For 18-year-old Erin Bigler, afternoon naps are a regular routine.

"After class, I come home and take a nap and then get up and do work," the Kansas University student says. "It just helps my mind completely restart."

Experts maintain that getting enough zzz's can reduce stress and improve health and well-being, but many still ignore the doctor's order.

"In general, we are a sleep-deprived nation," says Bob Whitman, director of the Sleep Disorders Center at the Kansas University Hospital. "In many individuals, taking a nap during the day would provide benefit."

For those lacking in sleep, catching up during the day can help, Whitman says.

"In those individuals who have significant sleep deprivation, taking a nap during the day would likely result in improved alertness and performance during the day and a decrease in accidents," Whitman says.

Whitman recommends short naps of 20 to 30 minutes to improve short-term alertness. Longer naps, he says, may leave one feeling groggy.

Lawrence resident Melody Hosler, 22, relishes her daytime doze.

The mother of a 1-year-old daughter says she catches up on sleep while her child is napping.

"She naps for two hours," Hosler says. "I may nap for 30 minutes to an hour. Usually right before her nap, she gets really cranky and, so, then I get stressed out. If I get to go have a nap, everything's much better. It prepares me for the next couple hours when she's going to be running around all the time."

But there's no rest for the weary, sometimes.

Lawrence resident Justin Engels, 23, says he typically gets about five hours of sleep at night, and he would take a mid-day break, if he could fit in the time between work and school.

"There's times when I'm just flat-out exhausted and not at my best," Engels says, "but for the most part I'm fine with it."

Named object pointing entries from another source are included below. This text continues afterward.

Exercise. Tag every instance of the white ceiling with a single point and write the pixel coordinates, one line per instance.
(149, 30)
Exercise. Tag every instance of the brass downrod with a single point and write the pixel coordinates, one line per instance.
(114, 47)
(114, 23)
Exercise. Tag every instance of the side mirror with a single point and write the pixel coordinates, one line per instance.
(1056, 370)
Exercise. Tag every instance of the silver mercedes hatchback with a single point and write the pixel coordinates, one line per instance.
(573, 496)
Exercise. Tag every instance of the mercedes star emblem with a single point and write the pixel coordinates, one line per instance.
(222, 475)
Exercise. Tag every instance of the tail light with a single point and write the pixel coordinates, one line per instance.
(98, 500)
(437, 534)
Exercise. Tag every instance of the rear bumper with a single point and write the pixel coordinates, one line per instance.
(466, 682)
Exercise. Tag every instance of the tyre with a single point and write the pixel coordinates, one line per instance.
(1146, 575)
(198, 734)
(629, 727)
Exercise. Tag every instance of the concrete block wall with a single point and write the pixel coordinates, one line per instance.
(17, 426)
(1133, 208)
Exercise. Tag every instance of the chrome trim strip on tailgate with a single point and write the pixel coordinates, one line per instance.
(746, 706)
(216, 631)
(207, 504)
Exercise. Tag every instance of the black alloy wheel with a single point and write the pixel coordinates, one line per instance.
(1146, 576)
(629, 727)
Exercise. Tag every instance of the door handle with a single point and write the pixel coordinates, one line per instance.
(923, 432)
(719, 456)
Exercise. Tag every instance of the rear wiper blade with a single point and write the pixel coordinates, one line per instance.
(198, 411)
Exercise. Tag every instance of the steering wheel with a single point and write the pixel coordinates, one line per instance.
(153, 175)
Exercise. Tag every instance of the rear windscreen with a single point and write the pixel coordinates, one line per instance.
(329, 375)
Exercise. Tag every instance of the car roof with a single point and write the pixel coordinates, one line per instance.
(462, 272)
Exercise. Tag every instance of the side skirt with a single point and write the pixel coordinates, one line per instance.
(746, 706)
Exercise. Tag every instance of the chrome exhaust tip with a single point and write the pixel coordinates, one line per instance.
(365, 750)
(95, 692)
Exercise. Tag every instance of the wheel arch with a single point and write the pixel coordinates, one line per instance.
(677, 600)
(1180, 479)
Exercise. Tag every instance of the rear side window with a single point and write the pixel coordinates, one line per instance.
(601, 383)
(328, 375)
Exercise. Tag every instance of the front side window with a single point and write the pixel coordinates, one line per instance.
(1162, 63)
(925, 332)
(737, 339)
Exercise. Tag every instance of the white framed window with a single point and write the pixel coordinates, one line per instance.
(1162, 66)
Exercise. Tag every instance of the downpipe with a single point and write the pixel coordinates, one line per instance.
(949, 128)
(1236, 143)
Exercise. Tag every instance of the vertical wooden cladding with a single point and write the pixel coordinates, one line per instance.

Whitman says research has shown that societies that practice daytime naps such as mid-day siestas see a reduction in coronary mortality by about one-third. Presumably, this is because of the fact that such naps can act as stress relievers.

Whitman says naps close to the desired bedtime should be avoided because they may make it difficult to get to fall into the regular bed-time slumber. And despite the benefits, he says, naps aren't always necessary.

"A daytime nap should never take the place of a good night's sleep," he says.